Cyril Ramaphosa n'a jamais nié détenir chez lui d'importantes sommes en liquide. Dans une déclaration officielle soumise à la commission parlementaire chargée de l'affaire, il explique que l'argent provient de la vente de vingt buffles: 580.000 dollars, selon lui. Deux mois avant le cambriolage, un homme d'affaires soudanais "est venu à la ferme (...) Il a choisi les buffles qui lui plaisaient et payé en liquide". L'employé chargé de la vente, à la veille de ses vacances de fin d'année, "ne se sentait pas à l'aise à l'idée de laisser l'argent dans le coffre-fort" auquel plusieurs salariés ont accès, et a jugé plus sûr de le dissimuler sous les coussins d'un canapé. "Je n'ai jamais volé d'argent et je ne le ferai jamais", avait juré Cyril Ramaphosa. Il nie aussi avoir "traqué les voleurs".
"Le président a pu commettre (...) des violations et des fautes" dans le cadre de l'affaire, avait conclu le rapport parlementaire. C'est celui-ci que l'Assemblée nationale avait rejeté par un vote, invalidé vendredi 8 mai. "Il est difficile d'admettre qu'un étranger transportant 580.000 dollars vienne par hasard à Noël", souligne le rapport. Et le fait que l'argent ait été gardé pendant des mois dans un canapé, au lieu d'être déposé à la banque, reste un "élément troublant". L'acheteur des buffles cité par Cyril Ramaphosa, Hazim Mustafa, avait confirmé à plusieurs médias britanniques la transaction et son montant. Il s'était dit prêt à "aider la justice" et avoué ne pas avoir réalisé être en transaction avec le chef d'Etat sud-africain.
Le parquet a abandonné les poursuites pour blanchiment d'argent et corruption dans ce dossier en octobre 2024, estimant qu'il "n'y avait aucune perspective raisonnable de condamnation".
Elections locales en novembre
Le rebondissement judiciaire de ce 8 mai intervient lors d'une année de scrutin avec des élections locales programmées le 4 novembre.

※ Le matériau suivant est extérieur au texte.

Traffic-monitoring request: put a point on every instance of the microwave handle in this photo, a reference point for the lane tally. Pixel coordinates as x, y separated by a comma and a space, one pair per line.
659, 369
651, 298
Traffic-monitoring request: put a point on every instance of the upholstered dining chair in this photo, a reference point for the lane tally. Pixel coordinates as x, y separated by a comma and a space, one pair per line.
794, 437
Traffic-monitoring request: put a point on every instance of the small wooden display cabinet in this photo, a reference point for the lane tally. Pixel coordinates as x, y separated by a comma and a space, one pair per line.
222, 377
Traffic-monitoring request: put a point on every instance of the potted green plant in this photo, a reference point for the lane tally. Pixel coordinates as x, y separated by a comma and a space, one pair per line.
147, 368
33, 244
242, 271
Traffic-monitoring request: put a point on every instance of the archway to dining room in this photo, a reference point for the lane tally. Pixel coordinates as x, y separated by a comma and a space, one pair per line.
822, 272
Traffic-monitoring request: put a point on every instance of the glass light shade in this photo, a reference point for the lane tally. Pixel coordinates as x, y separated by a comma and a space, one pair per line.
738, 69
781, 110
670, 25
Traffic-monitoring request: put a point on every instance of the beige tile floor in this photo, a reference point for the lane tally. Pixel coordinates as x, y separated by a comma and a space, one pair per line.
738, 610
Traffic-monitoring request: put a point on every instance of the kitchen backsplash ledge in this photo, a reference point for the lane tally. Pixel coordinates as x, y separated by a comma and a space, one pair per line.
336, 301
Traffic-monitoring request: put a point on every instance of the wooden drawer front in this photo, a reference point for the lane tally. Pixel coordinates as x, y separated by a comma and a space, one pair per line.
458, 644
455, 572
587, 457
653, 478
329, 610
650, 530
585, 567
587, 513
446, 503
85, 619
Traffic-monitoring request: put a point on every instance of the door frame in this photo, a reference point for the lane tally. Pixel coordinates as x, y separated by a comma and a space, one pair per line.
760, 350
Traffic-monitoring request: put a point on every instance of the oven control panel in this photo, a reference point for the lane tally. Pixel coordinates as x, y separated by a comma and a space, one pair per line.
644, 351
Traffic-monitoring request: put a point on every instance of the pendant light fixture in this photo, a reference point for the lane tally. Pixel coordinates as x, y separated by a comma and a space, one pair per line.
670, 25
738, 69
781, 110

L'ANC, parti de Nelson Mandela, peut craindre de perdre encore du terrain et de grandes métropoles comme Johannesburg au bénéfice de la DA, ou Durban au profit de la formation MK de l'ex-président Jacob Zuma, qui y est particulièrement bien implantée. Le mandat de Cyril Ramaphosa entre par ailleurs doucement dans son crépuscule. Un congrès de l'ANC en décembre 2027 pour désigner le nouveau dirigeant du parti pourrait l'obliger à quitter la présidence du pays si une faction adverse l'emportait. Aucun chef d'Etat sud-africain n'est allé au bout de son deuxième et ultime mandat depuis les premières élections libres de 1994.
"C'est un moment grave", a réagi le nouveau dirigeant de la DA, Geordin Hill-Lewis. Son parti "participera pleinement et de manière constructive aux travaux de la commission de destitution", a-t-il annoncé dans un communiqué. "On se fondera sur les faits, sur les preuves présentées à la commission et sur notre devoir constitutionnel. On ne préjugera pas de l'issue de la procédure." Quant au dirigeant de l'EFF, Julius Malema, présent à l'audience de la Cour constitutionnelle, il s'est dit "très heureux que la Constitution ait prévalu" devant les médias présents. "C'est à l'ANC de décider s'il souhaite être dirigé par un président sur lequel pèse un tel nuage", a-t-il ajouté, "un président qui va devoir répondre à des questions très dures et approfondies lors de la procédure de destitution".